This paper proposed a clustering validity function constructed in the form of logarithm and exponent. The exponential function \(y = e^{x}\) and the logarithm function \(y = \ln x\) are monotonically increasing functions. In the interval \(0 + \infty\), the ordinate value of the exponential function is always greater than 0, while the value of the logarithmic function is less than 0 in the interval, and it needs to be greater than 0 in the constructor. Therefore, this problem can be solved by expressing it with the logarithmic form \(y = \ln (1 + x)\). Then \(V\) and \(S\) are applied to the FCM clustering algorithm, and the algorithm flowchart for obtaining the optimal number of clusters is shown in Fig. 1. The flowchart of the FCM clustering algorithm based on \(V\) and \(S\) are described as follows.

Fig. 1
figure 1

Flowchart of FCM clustering algorithm based on the proposed validity function

The design method draws lessons from the linear superposition idea and the characteristics of exponential and logarithmic functions based on the previous combined clustering validity methods. However, the components selected in this paper have the problem that they are effective under different extreme conditions. Therefore, the components with the maximum effective value in Eq. (4) is used as (\(1 - CP_{i}\)). In Eq. (5), the component is dealt with (\(1 + CP_{j}\)) so as to obtain \(CP_{j} = \{ (1 + CP_{1} ),(1 + CP_{2} ),(1 + CP_{3} ),(1 + CP_{4} ),(1 + CP_{5} ),(1 + CP_{6} )\}\). In this way, the format of each validity function can be guaranteed to be unified. In addition, for different components, the amount of information is different, but a component corresponds to a weight, which is independent of the position of the component in the clustering validity function. So \(w_{hybrid}\) based on five components can be expressed as \(w_{hybrid} = \{ w_{1} ,w_{2} ,w_{3} ,w_{4} ,w_{5} ,w_{6} \}\). In this way, the clustering validity function is constructed as \(V\) and \(S\). It is more convenient to carry out the simulation and contrast tests in the following paper by using similar structure mode and all the minimum values are effective.

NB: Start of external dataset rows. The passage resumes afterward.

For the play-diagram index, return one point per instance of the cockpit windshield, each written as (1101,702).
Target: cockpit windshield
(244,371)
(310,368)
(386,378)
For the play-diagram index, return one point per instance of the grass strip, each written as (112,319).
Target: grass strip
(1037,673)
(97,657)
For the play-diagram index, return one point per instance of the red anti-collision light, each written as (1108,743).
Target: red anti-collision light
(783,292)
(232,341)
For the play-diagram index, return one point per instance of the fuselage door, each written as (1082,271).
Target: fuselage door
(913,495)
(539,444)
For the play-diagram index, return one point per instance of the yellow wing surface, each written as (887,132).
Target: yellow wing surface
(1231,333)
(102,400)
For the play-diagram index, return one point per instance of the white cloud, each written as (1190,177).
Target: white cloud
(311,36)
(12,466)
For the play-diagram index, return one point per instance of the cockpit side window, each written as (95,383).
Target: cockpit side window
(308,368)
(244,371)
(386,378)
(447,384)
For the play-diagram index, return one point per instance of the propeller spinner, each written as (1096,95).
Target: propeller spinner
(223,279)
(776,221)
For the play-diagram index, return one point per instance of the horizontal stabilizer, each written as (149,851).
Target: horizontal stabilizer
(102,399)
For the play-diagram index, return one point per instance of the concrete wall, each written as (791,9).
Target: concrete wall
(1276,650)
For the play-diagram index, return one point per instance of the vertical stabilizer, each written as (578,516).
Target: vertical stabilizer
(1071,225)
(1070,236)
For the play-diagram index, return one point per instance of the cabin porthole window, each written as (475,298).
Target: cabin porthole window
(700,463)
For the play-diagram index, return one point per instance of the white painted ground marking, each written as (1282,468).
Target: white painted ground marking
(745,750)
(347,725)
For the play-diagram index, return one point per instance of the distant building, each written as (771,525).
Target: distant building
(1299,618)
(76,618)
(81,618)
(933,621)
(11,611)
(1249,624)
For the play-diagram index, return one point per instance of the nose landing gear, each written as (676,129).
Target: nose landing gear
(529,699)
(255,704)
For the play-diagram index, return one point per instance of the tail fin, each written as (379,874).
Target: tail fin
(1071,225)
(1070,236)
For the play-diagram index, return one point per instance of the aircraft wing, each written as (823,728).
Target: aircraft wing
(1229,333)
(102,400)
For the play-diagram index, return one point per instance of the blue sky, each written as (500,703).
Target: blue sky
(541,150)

3.3 Subjective and Objective Weighting Strategy

The selection of weight is very important in the combination evaluation process of clustering validity function. Different weight will bring different influence. The weight types can be mainly divided into the following two types.

  1. (1)

    Subjective weighting method. It is a method to determine the attribute weight according to the subjective attention of decision makers (experts). Common methods include Delphi method, analytic hierarchy process (AHP), fuzzy analysis method, linked ratio method, correlation tree method, set-valued iteration method, and eigenvalue method. The subjective weighting method is that the experts reasonably determine the weight of each attribute according to the actual decision-making problems and their own knowledge and experience. The determination of the weight is generally in line with the reality, so it is highly explanatory. But the decision-making and evaluation results have strong subjectivity and randomness, so its objectivity is weak and has great limitations in application.

  2. (2)

    Objective weighting method. It is mainly based on the degree of connection between indicators, the amount of information provided by each index, and the impact on other indicators. Therefore, the obtained weight is observable and does not increase the burden of decision makers. This method has strong mathematical theoretical basis. Common objective weighting methods include the principal component analysis method, multi-objective programming method, entropy weight method, CRITIC method, and standard deviation method.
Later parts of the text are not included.